Many coffee makers blend a combination of the lower-cost Robusta beans with the more expensive Arabica gourmet beans. The Arabica beans have a finer aroma, a richer flavor, and more body than the less expensive beans.
Therefore, the quality of the coffee is dependent on the proportions of these beans. Often, a coffee might be advertised as a “blend” of gourmet beans and lower grade beans when, in fact, there are only small traces of the gourmet beans in the blend.
The gourmet beans gain much of their flavor from the soils they are grown in, with the best beans coming from volcanic regions where the rich soils produce the best-tasting beans.
Coffee should always be made from fresh beans as the quality diminishes rapidly with age.
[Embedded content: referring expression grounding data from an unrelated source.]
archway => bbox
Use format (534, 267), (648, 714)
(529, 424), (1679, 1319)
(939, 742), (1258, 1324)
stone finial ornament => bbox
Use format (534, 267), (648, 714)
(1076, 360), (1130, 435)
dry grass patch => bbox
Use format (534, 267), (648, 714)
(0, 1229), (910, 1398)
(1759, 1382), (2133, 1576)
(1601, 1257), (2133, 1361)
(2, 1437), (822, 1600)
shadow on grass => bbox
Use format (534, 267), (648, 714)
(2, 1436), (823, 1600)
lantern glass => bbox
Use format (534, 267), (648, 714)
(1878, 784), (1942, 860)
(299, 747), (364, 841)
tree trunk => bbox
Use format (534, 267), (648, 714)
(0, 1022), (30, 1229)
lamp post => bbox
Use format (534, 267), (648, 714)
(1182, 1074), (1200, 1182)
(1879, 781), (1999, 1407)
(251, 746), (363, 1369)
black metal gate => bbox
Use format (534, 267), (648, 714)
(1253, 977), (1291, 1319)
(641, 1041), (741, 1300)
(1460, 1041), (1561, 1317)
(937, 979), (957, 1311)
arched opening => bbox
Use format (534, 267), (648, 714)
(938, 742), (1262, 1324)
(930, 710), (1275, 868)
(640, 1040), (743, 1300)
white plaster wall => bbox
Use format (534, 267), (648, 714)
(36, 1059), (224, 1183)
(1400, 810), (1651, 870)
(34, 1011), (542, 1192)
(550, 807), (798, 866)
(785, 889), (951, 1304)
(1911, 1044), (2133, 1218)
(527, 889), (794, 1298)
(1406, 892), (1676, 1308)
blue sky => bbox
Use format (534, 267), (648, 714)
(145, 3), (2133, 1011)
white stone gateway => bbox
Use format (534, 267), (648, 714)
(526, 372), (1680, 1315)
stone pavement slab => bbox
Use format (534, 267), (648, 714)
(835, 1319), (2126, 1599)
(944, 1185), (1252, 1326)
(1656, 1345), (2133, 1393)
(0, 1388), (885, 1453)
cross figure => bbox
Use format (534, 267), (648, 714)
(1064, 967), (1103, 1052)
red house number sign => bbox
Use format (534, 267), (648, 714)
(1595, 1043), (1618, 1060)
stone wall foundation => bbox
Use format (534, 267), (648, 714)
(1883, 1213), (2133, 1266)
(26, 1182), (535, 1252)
This is quite noticeable when comparing a supermarket grade coffee with a coffee made from freshly ground beans at a coffee shop. Supermarket coffees generally have a lower blend quality and, in many cases, the blends also have a significant proportion of older beans to reduce production costs.
The only way you can be assured of quality and taste is to buy fresh, gourmet quality coffee beans. Once you have acquired the taste for gourmet coffee you might never want to drink commercial grade coffee again.
You can buy coffee from many different regions throughout the world and each one has its own unique flavor.
Coffee aficionados can determine the region where the coffee bean was grown just by tasting it. The method of processing the beans also has an effect on the final flavor so you can’t always assume that a coffee will be good just because it came from a particular region.
Coffee is one of the world’s most popular beverages and more suppliers are catering to the needs of this ever-growing demand.